Tenants had to pay their rent on time or be evicted, this she argued fostered responsibility and respect for work turning the tenants into good citizens. To ensure they didn’t lose their home Octavia Hill organised employment opportunities.

Recognising her expertise the government of the day appointed her to the Roal Commission on the Poor Law.

In a refreshing change to today’s attitudes she became a founder member of the Charity Organisation Society which aimed to promote a rational approach to giving by distinguishing between the deserving and undeserving poor, and by stressing the significance of individual responsibility. Charity was to be a vehicle for encouraging self-help which would be given to the deserving poor only. For example, the COS would not endorse just giving out money but would give a sewing machine to enable someone to earn a living. Octavia stridently opposed relief to the able-bodied; she argued that giving money in this way would be of no long term benefit and, worse, would discourage the habit of thrift and saving for a ‘rainy day’. The poor needed to be taught self-control and foresight, not come to rely on handouts.

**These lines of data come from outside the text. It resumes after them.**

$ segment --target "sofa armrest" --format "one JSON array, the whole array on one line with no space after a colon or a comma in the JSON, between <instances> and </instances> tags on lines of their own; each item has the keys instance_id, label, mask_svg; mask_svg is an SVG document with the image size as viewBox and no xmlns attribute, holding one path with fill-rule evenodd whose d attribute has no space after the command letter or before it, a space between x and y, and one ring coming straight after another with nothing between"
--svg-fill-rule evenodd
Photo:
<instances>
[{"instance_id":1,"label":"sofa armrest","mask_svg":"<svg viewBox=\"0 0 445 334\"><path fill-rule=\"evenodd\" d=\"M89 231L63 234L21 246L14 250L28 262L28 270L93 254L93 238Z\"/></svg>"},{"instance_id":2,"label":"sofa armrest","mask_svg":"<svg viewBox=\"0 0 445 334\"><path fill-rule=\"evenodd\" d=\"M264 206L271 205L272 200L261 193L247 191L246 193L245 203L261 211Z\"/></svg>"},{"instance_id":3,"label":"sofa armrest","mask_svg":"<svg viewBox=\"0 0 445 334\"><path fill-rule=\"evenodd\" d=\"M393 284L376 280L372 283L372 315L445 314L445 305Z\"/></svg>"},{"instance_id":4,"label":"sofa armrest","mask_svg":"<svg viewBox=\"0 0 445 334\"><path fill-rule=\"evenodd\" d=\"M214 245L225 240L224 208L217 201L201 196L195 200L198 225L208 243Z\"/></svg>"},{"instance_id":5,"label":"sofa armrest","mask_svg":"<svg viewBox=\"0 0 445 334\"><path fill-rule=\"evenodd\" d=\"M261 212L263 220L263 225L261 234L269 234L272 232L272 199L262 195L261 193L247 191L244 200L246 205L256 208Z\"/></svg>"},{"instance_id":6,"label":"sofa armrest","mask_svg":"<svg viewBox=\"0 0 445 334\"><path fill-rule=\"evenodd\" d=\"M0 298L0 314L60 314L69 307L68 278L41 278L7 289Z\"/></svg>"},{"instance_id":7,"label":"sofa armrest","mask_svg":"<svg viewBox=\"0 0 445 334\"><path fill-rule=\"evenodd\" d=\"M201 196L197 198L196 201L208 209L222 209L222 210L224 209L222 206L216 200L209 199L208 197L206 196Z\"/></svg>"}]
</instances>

Octavia’s vision and work helped to open up a professional role for women at the end of the 19th and beginning of the 20th centuies. She recruited middle-class women as volunteer rent collectors, although they had a much wider role than that title suggests. Octavia trained them to assess the way tenants were living and to inspect their homes; in addition to this rent collecters were expected to set an example, these women were in effect prototype social workers who, through the act of rent collecting, gained access to the lives of the poor whom they met twice a week.

Although Octavia Hill was overweight and didn’t suffer fools gladly she was a pioneer of ‘cultural philanthropy’ and was convinced that exposure to art and beauty could improve the life of the poor. She founded the Kyrle Society in 1875 which planted trees and flowers in urban areas and promoted aesthetics in the decoration and building of houses. This led to the formation of the Green Belt after the Second World War.

Octavia Hill argued strongly against government involvement in rectifying social problems: she resisted any participation of the State in providing welfare services and objected to council housing, school dinners and free health care.

But probably her biggest achievement was the National Trust which in addition to saving 350 houses from the Nation has preserved woodland and open spaces and over recent years acquired 720 miles of coastline protecting it from development.